Talk2Face: A Unified Sequence-based Framework for
Diverse Face Generation and Analysis Tasks
ACM Multimedia (MM)
Yudong Li1 Xianxu Hou1 Zhe Zhao2 Linlin Shen1* Xuefeng Yang2 Kimmo Yan2
2Tencent AI Lab
Figure 1: Faces generated on different textual conditions. We use captions (left) and attributes (top) to jointly control diverse face generation.
Facial analysis is an important domain in computer vision and has received extensive research attention. For numerous downstream tasks with different input/output formats and modalities, existing methods usually design task-specific architectures and train them using face datasets collected in the particular task domain. In this work, we proposed a single model, Talk2Face, to simultaneously tackle a large number of face generation and analysis tasks, e.g. text guided face synthesis, face captioning and age estimation. Specifically, we cast different tasks into a sequence-to-sequence format with the same architecture, parameters and objectives. While text and facial images are tokenized to sequences, the annotation labels of faces for different tasks are also converted to natural languages for unified representation. We collect a set of 2.3M face-text pairs from available datasets across different tasks, to train the proposed model. Uniform templates are then designed to enable the model to perform different downstream tasks, according to the task context and target. Experiments on different tasks show that our model achieves better face generation and caption performances than SOTA approaches. On age estimation and multi-attribute classification, our model reaches competitive performance with those models specially designed and trained for these particular tasks. In practice, our model is much easier to be deployed to different facial analysis related tasks. Code and dataset will be available at https://github.com/ydli-ai/Talk2Face.

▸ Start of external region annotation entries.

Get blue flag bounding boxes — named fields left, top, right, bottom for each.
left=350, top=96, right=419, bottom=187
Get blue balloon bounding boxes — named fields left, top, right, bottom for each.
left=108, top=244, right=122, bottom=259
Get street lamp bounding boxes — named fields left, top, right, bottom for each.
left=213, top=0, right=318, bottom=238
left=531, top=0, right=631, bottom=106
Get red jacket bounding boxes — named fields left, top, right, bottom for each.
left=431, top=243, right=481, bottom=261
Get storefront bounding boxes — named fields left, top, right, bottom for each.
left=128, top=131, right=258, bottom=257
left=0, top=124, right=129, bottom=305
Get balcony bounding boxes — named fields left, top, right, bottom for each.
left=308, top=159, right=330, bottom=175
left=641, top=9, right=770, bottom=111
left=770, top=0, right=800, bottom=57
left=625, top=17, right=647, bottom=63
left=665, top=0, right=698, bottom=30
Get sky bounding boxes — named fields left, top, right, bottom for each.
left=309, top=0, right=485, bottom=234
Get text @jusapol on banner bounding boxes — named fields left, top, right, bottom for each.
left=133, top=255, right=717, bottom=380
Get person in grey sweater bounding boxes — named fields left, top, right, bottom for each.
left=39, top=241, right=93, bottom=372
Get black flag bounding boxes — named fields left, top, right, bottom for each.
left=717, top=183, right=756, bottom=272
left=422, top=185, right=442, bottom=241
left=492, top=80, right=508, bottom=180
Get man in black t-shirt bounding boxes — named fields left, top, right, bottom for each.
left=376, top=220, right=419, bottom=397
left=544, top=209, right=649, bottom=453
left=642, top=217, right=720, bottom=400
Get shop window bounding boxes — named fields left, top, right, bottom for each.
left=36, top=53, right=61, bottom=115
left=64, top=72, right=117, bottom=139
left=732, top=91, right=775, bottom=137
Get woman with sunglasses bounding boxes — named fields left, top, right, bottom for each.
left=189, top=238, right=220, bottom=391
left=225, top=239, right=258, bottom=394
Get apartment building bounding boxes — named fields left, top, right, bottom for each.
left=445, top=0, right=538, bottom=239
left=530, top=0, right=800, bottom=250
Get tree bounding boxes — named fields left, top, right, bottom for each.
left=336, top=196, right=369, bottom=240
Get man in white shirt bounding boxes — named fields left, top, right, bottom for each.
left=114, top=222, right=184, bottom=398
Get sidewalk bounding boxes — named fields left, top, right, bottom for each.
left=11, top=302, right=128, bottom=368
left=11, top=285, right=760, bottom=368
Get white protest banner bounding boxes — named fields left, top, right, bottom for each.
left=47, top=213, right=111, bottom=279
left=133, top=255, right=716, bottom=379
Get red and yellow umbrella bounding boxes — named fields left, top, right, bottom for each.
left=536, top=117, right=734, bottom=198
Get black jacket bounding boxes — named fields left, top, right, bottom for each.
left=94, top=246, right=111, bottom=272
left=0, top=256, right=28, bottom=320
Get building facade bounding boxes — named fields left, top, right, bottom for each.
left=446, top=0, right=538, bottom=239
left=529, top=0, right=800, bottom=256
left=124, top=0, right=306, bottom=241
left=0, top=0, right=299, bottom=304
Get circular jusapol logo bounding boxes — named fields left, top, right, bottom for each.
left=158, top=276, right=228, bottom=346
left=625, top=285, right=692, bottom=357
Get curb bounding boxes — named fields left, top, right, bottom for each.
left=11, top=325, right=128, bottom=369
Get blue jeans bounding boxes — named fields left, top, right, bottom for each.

Figure 2: Our approach represents different face-related tasks with a unified sequence-to-sequence model and uses it for text/face generation.
Figure 3: Overview of our approach. Text and faces are represented as discrete sequences conditioned on prompts. Input sequences are left-shifted for language modeling objective. We use self-attention mask to control the access to context for each token.
Figure 4: Inference templates for (a) text-guided face synthesis, (b) face captioning, (c) age estimation and (d) expression recognition.
Figure 5: Qualitative comparison of text-guided face synthesis.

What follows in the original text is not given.